We received a plan of how the agency intended to ensure that care workers were adequately informed about the Mental Capacity Act 2005 and how that training would be ongoing.

The agency have now confirmed that those actions are completed.

14, 17 October 2013

During a routine inspection

Please note that Ms Sharon McNulty was not registered as the manager of this agency at the time of the report.

We spoke to seven of the 43 people currently using the service, visiting one. We read 42 of the agency's client feedback surveys dated July and August 2013. We spoke to five care workers including a Community Team Leader for the agency. We also spoke to the registered manager and representative of the provider organisation.
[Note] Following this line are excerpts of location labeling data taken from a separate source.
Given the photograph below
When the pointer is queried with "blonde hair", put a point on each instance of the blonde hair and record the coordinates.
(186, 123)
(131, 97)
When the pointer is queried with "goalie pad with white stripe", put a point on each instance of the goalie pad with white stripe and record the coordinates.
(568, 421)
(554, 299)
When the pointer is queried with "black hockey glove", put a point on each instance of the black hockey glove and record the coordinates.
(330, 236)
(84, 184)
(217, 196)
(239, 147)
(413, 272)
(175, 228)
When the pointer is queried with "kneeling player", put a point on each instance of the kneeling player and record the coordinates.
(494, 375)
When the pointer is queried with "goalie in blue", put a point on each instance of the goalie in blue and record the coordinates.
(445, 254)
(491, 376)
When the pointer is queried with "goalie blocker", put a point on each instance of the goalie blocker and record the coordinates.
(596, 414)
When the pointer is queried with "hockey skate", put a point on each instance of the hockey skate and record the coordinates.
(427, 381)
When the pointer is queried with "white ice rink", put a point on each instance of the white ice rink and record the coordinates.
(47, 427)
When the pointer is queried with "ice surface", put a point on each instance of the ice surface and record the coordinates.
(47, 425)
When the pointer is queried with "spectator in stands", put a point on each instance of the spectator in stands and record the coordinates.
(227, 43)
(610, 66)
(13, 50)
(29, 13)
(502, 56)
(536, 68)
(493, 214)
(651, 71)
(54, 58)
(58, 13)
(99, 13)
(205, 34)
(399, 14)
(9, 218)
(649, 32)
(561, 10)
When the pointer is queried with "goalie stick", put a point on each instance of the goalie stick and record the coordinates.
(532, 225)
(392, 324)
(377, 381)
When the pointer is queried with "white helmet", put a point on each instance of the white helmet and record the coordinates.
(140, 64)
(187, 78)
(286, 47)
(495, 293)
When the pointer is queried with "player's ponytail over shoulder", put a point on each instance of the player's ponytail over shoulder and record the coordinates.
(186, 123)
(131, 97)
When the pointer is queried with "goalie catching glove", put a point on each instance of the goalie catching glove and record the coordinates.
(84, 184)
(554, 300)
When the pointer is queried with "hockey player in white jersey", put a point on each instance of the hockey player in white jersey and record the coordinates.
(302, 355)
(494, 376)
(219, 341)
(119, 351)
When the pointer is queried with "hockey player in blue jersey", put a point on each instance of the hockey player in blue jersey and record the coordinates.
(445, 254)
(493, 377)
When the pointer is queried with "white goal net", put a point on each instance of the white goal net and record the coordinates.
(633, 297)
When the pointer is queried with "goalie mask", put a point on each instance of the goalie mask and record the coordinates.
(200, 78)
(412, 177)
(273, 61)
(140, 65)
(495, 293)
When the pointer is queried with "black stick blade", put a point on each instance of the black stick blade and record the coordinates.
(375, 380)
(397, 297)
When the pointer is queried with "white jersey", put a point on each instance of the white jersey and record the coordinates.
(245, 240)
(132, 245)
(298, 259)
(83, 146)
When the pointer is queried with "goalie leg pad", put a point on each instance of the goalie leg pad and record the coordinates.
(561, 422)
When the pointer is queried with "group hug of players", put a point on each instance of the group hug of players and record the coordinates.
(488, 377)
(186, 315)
People told us, "They are fine. Some are very experienced but all are alright"; "Not too bad"; "Punctual, nice girls" and "Very professional." People were satisfied with the care worker's timekeeping and the care they delivered.

People, or their representatives, were consulted about all aspects of their assessment, care plan and care delivery. However, some care workers had not received training in the Mental Capacity Act 2005. This might compromise their understanding of the legal safeguards which protect people unable to consent to care.

There were enough staff employed to meet people's individual needs. Those staff were trained and supported in their work. External advice was sought, for example, for moving a person safely.

People commented about the service through questionnaires, meetings with care workers and care coordinators and using the agency's complaints procedures. Comments and concerns were followed up robustly.

Each person told us that care workers wore the protective clothing for hygiene reasons and we confirmed that infection control training was provided and protective clothing always available for staff use.

3 December 2012

During a routine inspection

People we visited or spoke with by telephone who currently use the agency told us that they found the care staff very supportive and helpful. Everyone said they were satisfied with the care received and the manner in which it was delivered by staff. Comments included: 'I am involved in developing my care plan and have a copy to refer to'; 'The staff involve me fully in my care and ask me how I want to be supported' and 'The staff always ensure that my modesty is protected.'

People we spoke with who received a service from the agency said that their care and welfare needs were being well met. We were told by people that staff supported them appropriately with daily living tasks, including personal care and meeting nutritional needs.

People confirmed that they felt safe and supported by staff from the agency. They had no concerns about the ability of staff to respond to safeguarding concerns. They felt that their human rights were upheld and respected.

People we spoke to said that staff were supportive and helpful. Staff were able to speak confidently about the care practices they delivered and understood how they contributed to people's health and wellbeing.

People confirmed that the agency sought their views about the quality of the service they received and that this information was sought by questionnaires.